Indeed, besides the bans on gay marriages, progressives carried the day in state initiatives. In addition to California’s rejection of parental notification, South Dakota and Colorado both turned down — by comfortable margins — anti-abortion initiatives. In Washington state, voters passed a measure that would allow for “death with dignity”; the Evergreen State now joins Oregon as the second US state to permit some form of euthanasia. And heck, Massachusetts banned greyhound racing. Outside of the debate on marriage, social conservatives did not have a good day at the polls — indeed, the pro-life movement took a drubbing across the board. But the seamless garment of justice is torn; while we vote to protect our daughters’ privacy and vote to allow our parents to pass on with grace, while we vote for animals to have a better life we also have voted to bar one of the central institutions of both public and private life to an entire class of human beings. And that is desperately sad. The fact that the margin was so close in California, and that younger people across all racial categories were more likely to support gay marriage than their elders, does little to ease the sting of now. But it does give hope for tomorrow.
More reflections later, and a return to “regular blogging” tomorrow. But for now, I am of two minds: exultant and chastened, hopeful and downcast, exuberant and sad. America has made an extraordinary choice, choosing a most extraordinary man to be our forty-fourth president. I am praying today for him and his family, asking God to protect him and guide him. If he governs with the same measured passion that he campaigned, with the same commitment to justice he has shown in his sparkling career, then we may well be witnessing the rise to power of one of the greatest leaders this country has ever known. In my political memory (which extends back to the election of 1976), I have never been so impressed by a candidate as I have been with Barack Obama. And I have never been so hopeful in the aftermath of victory.






LOVED your description of the “black man in his seventies, very well-dressed, a huge smile on his face.” What an inspiration!
It does say something that Californians think more highly of farm animals than same-sex couples, doesn’t it?
Well, the result on the parental notification initative and the farm animals initative showed that this is a progressive state in many respects — but that an unwillingness to let go of an antiquated understanding of marriage remains strong even among liberal folks.
It does say something that Californians think more highly of farm animals than same-sex couples, doesn’t it?
. . . or un-born human beings. Make the chicken comfortable. Abort the baby.
Proposition 4 did nothing to affect the legality of abortion, Stephen. But it is refreshing to hear somebody admit that the real purpose of Prop 4 was not to facilitate communication or to protect our daughters, but to block abortions.
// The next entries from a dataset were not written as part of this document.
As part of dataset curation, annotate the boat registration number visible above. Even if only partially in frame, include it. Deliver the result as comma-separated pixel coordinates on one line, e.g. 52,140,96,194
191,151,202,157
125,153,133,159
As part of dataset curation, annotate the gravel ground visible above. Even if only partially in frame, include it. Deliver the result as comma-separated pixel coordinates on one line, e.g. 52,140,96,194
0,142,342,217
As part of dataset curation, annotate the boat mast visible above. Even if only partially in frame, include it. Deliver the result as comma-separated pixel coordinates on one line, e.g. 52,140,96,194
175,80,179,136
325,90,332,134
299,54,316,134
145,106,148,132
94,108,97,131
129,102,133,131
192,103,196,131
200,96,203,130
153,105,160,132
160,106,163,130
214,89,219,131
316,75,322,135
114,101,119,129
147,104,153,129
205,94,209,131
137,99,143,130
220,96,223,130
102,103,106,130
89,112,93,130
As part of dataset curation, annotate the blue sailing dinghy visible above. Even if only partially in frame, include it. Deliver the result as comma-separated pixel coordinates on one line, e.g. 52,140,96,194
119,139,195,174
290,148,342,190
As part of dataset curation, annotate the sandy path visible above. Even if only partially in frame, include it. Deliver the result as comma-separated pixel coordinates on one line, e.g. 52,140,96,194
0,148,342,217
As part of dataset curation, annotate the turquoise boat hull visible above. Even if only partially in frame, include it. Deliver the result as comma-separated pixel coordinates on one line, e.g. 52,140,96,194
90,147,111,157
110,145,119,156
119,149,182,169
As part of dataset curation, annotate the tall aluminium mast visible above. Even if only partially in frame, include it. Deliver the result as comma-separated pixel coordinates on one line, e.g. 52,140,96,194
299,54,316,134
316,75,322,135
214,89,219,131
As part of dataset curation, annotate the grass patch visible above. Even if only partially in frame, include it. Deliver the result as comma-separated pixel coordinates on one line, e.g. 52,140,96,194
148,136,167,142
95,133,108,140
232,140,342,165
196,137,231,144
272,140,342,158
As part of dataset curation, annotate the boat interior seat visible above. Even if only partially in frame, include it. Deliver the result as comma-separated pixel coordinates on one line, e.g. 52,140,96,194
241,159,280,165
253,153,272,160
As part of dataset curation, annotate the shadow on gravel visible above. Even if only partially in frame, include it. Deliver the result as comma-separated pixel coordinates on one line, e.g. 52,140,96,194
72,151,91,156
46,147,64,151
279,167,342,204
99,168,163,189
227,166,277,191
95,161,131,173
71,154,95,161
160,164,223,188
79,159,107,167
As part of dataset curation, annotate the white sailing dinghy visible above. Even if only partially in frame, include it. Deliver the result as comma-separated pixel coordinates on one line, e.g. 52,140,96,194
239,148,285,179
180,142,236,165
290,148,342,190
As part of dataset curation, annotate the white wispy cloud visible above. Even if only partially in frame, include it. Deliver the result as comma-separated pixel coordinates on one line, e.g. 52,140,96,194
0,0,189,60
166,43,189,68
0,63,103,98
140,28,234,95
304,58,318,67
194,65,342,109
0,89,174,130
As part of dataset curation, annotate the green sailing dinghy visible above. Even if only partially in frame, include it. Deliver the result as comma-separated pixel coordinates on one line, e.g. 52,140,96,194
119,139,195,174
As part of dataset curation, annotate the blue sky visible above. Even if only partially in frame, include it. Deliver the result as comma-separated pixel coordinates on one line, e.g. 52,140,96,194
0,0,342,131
Yep. No problem admitting that that was a hoped for outcome, although not the sole motivation.
As one of those Virginia voters, I can say WOOHOOO! Look at THAT!
However, the results of the Prop K vote in San Fran, as well as the bans on gay marriage have left me a bit bitter. I am quite surprised by the gay marriage ban in CA. Not so much in Arizona, where many older people live or Florida, also with many older voters and many deeply religious white, Latino and Africian American communities, but the CA response rather shocks me.
I of course find it odd that all kinds of “liberal craziness” (I mean that in a good way) goes on in CA, and shoot, even FL, but gay people cannot get married??? Makes no sense.
We’re well aware that it’s both to stop abortions and create a legal structure that reinstates the legal status of women as the property of men.
“But the seamless garment of justice is torn; while we vote to protect our daughters’ privacy and vote to allow our parents to pass on with grace, while we vote for animals to have a better life we also have voted to bar one of the central institutions of both public and private life to an entire class of human beings.”
Beautiful prose…if only it weren’t so devastatingly true. As someone who lived in CA in 2000 (when Prop 22 “clarified” marriage as between one man/one woman) I was hopeful that Californians would reject this divisive and unjust measure.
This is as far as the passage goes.